“To have all your life’s work and to have them along the wall, it’s like walking in with no clothes on. It’s terrible.” Andrew Wyeth
On October 19, 1937, Andrew Wyeth had the first exhibition of his works, a collection of 23 watercolors at the Macbeth Gallery in Manhattan. Two days later all the paintings were sold and his name was rippling across the art world.
This year, in celebration of his 100th birthday, The Brandywine River Museum of Art in Chadd’s Ford, Pennsylvania is presenting a rare artistic feast in collaboration with the Seattle Art Museum. Over 100 of Wyeth’s paintings and drawings are on display in breathtaking galleries that are part Guggenheim/part rustic barn on three levels surrounded by floor-to-ceiling windows that bring the woods and river into the visual experience.
“Artists today think of everything they do as a work of art. It is important to forget about what you are doing – then a work of art may happen.”
Like his friend Edward Hopper, Wyeth is a giant of 20th Century American art who is both revered and dismissed by critics. Abstract expressionism is often considered a deeper form of artistic expression than anything realistic or representational but Wyeth felt he captured something deeper than the objects he represented. The viewer can decide whether or not he succeeded.
You won’t find a lot of happy faces in Wyeth’s paintings. The closest thing to a smile may be the enigmatic one on the face of his wife and manager Betsy in the portrait from 1966 called Maga’s Daughter.
“One’s art goes as far and as deep as one’s love goes.”
It is rare for more than one person to appear together on a Wyeth canvas. Most of his portraits have a stillness approaching emptiness that can be unsettling.
“I think anything like that – which is contemplative, silent, shows a person alone – people always feel sad. Is it because we’ve lost the art of being alone?”
On Christmas Eve 1967 Alvaro Olson died. His sister Christina died the next month. With the loss of two of Wyeth’s most dependable subjects, the artist needed new muses and found them in Helga Testorf and Siri Erickson. His nude paintings of this woman and girl were kept from the public eye for years but both are included in this exhibit.
While the Brandywine’s exhibit does not include Wyeth’s most famous painting, Christina’s World (you can find it outside a men’s room at MOMA whose founding director bought it in 1948 for $1,800), the unfamiliar works on display are more rewarding for their freshness. Thin Icewas acquired by the Nagaoko Contemporary Art Museum in Japan and is on display for the first time in the US.

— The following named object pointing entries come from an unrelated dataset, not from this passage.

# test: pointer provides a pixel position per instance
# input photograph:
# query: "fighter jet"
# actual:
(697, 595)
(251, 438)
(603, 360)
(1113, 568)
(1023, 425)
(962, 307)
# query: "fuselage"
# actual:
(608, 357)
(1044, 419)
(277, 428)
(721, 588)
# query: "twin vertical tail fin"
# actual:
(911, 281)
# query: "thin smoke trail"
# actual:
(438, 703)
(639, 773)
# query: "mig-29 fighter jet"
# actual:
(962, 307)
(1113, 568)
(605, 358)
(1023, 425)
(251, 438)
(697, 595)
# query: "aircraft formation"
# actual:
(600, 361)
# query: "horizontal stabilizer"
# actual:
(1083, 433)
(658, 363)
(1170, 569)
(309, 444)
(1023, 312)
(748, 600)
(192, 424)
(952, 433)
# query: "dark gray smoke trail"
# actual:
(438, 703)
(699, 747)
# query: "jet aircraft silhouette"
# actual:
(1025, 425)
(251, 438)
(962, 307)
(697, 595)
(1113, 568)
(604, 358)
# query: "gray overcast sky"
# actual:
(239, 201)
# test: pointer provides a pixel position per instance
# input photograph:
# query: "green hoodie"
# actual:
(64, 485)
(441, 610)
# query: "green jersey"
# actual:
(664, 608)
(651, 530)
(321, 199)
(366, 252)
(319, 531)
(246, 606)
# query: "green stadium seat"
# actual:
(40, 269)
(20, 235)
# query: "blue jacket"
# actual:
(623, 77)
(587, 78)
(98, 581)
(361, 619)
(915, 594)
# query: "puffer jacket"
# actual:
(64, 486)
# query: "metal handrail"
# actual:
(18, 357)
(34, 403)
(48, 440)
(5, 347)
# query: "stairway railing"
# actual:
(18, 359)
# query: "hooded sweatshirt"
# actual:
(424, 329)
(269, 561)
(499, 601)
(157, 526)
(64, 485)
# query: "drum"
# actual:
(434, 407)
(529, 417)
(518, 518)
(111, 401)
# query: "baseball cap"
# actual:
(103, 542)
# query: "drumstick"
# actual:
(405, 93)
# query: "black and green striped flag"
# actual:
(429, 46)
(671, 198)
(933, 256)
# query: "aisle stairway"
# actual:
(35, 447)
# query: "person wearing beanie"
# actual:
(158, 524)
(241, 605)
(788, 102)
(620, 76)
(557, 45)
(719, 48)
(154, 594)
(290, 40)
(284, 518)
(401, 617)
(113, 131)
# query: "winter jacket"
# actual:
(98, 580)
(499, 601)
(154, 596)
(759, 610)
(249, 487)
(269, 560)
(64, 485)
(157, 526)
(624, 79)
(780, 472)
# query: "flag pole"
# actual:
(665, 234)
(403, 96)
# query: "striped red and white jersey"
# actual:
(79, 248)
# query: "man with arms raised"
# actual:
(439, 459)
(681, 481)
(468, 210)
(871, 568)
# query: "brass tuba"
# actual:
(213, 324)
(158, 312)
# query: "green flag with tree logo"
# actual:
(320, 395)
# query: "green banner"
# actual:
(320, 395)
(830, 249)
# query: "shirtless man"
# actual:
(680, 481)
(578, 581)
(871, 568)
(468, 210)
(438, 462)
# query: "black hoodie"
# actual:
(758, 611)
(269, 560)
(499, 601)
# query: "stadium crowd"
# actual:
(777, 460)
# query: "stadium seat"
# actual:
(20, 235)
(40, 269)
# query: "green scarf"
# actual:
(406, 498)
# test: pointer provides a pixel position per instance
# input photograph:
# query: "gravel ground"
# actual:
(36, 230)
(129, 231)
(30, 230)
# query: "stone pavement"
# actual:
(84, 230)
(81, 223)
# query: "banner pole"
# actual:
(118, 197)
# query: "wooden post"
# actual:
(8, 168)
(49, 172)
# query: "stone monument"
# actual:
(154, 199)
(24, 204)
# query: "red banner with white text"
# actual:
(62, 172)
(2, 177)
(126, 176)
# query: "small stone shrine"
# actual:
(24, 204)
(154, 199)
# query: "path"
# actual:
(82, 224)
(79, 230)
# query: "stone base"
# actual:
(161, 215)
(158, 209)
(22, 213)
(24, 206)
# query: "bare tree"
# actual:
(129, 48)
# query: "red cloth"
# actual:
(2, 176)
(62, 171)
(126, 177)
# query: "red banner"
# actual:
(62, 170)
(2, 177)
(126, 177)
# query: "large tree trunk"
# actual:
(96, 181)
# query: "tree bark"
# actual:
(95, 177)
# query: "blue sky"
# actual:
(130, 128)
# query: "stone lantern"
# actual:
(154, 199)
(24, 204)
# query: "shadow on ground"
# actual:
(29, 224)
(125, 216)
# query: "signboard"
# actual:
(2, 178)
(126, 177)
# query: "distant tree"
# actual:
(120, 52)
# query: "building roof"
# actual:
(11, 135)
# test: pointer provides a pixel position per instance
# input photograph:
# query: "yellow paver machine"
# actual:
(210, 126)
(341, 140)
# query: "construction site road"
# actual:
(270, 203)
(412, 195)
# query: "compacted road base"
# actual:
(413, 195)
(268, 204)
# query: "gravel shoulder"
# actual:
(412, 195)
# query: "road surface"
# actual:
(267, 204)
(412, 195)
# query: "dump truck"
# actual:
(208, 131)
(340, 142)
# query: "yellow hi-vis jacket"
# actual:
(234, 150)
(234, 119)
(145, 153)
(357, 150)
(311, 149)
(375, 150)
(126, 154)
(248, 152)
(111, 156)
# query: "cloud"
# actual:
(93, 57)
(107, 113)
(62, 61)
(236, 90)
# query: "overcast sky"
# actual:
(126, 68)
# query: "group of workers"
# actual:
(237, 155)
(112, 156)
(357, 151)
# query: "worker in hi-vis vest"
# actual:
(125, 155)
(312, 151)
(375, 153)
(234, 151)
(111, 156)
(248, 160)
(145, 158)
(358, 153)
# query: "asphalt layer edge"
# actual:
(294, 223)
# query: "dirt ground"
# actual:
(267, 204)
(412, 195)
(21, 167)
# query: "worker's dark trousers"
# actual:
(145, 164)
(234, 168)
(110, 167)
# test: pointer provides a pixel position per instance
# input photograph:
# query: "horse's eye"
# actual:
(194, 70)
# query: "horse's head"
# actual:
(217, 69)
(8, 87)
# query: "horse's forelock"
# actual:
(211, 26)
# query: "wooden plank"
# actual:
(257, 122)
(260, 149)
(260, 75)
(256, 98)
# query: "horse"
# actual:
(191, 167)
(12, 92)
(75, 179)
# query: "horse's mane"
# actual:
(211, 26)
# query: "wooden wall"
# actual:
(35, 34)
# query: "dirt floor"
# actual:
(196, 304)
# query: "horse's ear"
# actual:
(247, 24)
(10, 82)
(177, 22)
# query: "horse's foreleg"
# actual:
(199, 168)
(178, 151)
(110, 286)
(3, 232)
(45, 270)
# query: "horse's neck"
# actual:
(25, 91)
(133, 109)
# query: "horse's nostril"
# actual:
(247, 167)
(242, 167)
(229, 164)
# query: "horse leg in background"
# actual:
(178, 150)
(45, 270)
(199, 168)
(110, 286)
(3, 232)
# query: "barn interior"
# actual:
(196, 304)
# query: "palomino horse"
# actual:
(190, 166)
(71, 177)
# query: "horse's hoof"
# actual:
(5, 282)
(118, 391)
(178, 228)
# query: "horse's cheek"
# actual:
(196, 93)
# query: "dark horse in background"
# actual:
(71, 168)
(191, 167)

“I’ve never studied the Japanese. That’s something that must have crept in there. But the Japanese are my biggest clients. They seem to like the elemental quality.”
There is a lot of empty space in Wyeth’s paintings. Or there is none. It’s all in the eye of the beholder.
“It’s a moment that I’m after, a fleeting moment, but not a frozen moment.”
“I search for the realness, the real feeling of a subject, all the texture around it… I always want to see the third dimension of something… I want to come alive with the object.”
“I don’t think that there is anything that is really magical unless it has a terrifying quality.”
“I do an awful lot of thinking and dreaming about things in the past and the future – the timelessness of the rocks and the hills – all the people who have existed there. I prefer winter and fall, when you feel the bone structure of the landscape – the loneliness of it, the dead feeling of winter. Something waits beneath it, the whole story doesn’t show.”
The exhibit closes with the final painting of Wyeth’s career, Goodbye, completed the summer before his death in January, 2009 at the age of 91.
“I dream a lot. I do more painting when I’m not painting. It’s in the subconscious.”
The Brandywine River Museum of Art is 45 minutes southwest of Philly and 2 1/2 hours from Manhattan. The exhibit runs through September 17 and the museum is open every day from 9:30 to 5:00.